O tradicional complexo militar-industrial norte-americano (conceito normalmente usado para referir o relacionamento entre a indústria do armamento e as forças armadas) é uma comunidade estreitamente ligada que promove os seus interesses à custa de nacionais e estrangeiros, muito mais vasta que a mera indústria de armamento, pois além do fornecimento de bens e serviços de guerra, inclui já a Academia (universidades e centros de formação), os meios de comunicação e empresas de tecnologia de informação.
A realidade é que na actualidade, quer a Academia quer as empresas tecnológicas dependem tanto dos contratos oriundos do Pentágono quanto a tradicional indústria de armamento, ampliando ainda mais o bem conhecido efeito perverso da economia de guerra, que se distingue pela oferta gerar a sua própria procura. Se dúvida houver sobre esta realidade, veja-se como o complexo militar-industrial promove e financia os grupos de reflexão (think tanks), ligados ou não à Academia, que identificam (ou fabricam) os “inimigos” que justificam as guerras actuais ou as futuras que o lobbying se encarregará de fazer reconhecer pelos decisores políticos, enquanto os meios de comunicação vão preparando a opinião pública para aceitar os novos esforços orçamentais e os custos económicos e socias dos sucessivos conflitos.
Mas as ligações e interdependências vão bem mais longe que o simples lobbying pode deixar antever. Não são apenas os negócios e os subornos que este modelo pressupõe ou origina, é ainda a relação de porta giratória entre todos estes intervenientes – a indústria de armamento, o Pentágono, os think tanks, os lobistas, os meios de comunicação e a classe política – que leva os mecanismos de suborno e de porta giratória da elaboração de políticas a alimentar uma cultura de corrupção.
Existem ainda outros impactos desta cultura bélica, como sejam os elevados custos económicos e sociais internos, de que são exemplo as centenas de milhares de mortos e feridos norte-americanos e, no capítulo económico, a destruição do potencial de crescimento da economia do país, em resultado dos insuficientes investimentos na educação, saúde e infra-estruturas, e ainda, como vimos anteriormente, o acréscimo dos custos resultantes do elevado endividamento. No plano externo contabilizem-se os milhões de mortos, para não falar do fluxo de um ainda maior número de refugiados, sem esquecer que as guerras americanas arruinaram as economias de muitos países, minaram as religiões e os seus valores tradicionais, além de aniquilarem qualquer esperança de uma vida melhor aos povos dos países que delas foram alvo. Por fim, e não menos preocupante, é o facto de, contrariamente ao anunciado e desejado, a generalidade das guerras americanas terem agravado a segurança global e a protecção das populações.

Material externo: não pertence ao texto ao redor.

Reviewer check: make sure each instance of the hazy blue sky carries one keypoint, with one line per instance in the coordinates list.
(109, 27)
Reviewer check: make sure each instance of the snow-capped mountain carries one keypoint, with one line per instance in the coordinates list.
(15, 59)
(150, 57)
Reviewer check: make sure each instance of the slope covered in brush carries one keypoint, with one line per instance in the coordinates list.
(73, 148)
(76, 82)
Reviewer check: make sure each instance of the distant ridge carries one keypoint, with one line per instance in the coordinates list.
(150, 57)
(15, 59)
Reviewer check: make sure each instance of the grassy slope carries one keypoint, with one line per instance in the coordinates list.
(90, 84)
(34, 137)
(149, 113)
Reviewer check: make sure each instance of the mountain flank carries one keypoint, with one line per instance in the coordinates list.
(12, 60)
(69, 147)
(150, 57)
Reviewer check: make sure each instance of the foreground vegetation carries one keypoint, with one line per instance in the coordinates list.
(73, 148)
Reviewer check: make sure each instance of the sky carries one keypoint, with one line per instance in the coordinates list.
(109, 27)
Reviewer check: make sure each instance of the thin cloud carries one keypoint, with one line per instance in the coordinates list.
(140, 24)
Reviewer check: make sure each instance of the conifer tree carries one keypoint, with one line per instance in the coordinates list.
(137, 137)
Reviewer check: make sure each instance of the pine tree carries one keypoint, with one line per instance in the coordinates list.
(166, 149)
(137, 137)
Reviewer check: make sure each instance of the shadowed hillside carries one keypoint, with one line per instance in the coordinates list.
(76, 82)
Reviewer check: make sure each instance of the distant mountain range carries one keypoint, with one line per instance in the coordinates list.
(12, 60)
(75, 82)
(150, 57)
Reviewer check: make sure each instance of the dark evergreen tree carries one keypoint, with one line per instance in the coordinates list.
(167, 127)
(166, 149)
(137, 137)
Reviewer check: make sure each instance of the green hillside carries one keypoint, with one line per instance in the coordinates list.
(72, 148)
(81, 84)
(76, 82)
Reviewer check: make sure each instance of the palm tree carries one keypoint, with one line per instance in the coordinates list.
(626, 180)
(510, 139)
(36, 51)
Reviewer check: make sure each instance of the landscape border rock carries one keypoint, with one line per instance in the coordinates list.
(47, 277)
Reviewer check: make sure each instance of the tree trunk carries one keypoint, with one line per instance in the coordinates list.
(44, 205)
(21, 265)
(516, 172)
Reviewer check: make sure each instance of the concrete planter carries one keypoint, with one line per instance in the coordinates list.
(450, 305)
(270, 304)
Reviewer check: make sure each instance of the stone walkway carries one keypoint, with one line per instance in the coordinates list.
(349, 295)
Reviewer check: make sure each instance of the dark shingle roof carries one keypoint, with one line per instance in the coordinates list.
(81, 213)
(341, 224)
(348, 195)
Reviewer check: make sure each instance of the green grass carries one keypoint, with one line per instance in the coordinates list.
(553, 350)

Isto mesmo foi claramente afirmado em 2021, num artigo da Newsweek assinado por William M Arkin (Why america can’t end it’s “Forever Wars”), onde este jornalista e autor de várias obras sobre segurança nacional, expondo o tentáculo de interesses entre a indústria, a defesa e a política conclui que os EUA estão enredados numa teia de conflitos sem fim à vista.
Enquanto se publica isto nos EUA, por cá persiste o mais ensurdecedor ruído em torno da beatitude das opções ocidentais e um completo silêncio sobre os riscos da montanha de endividamento em que esta estratégia puramente imperialista continua a assentar.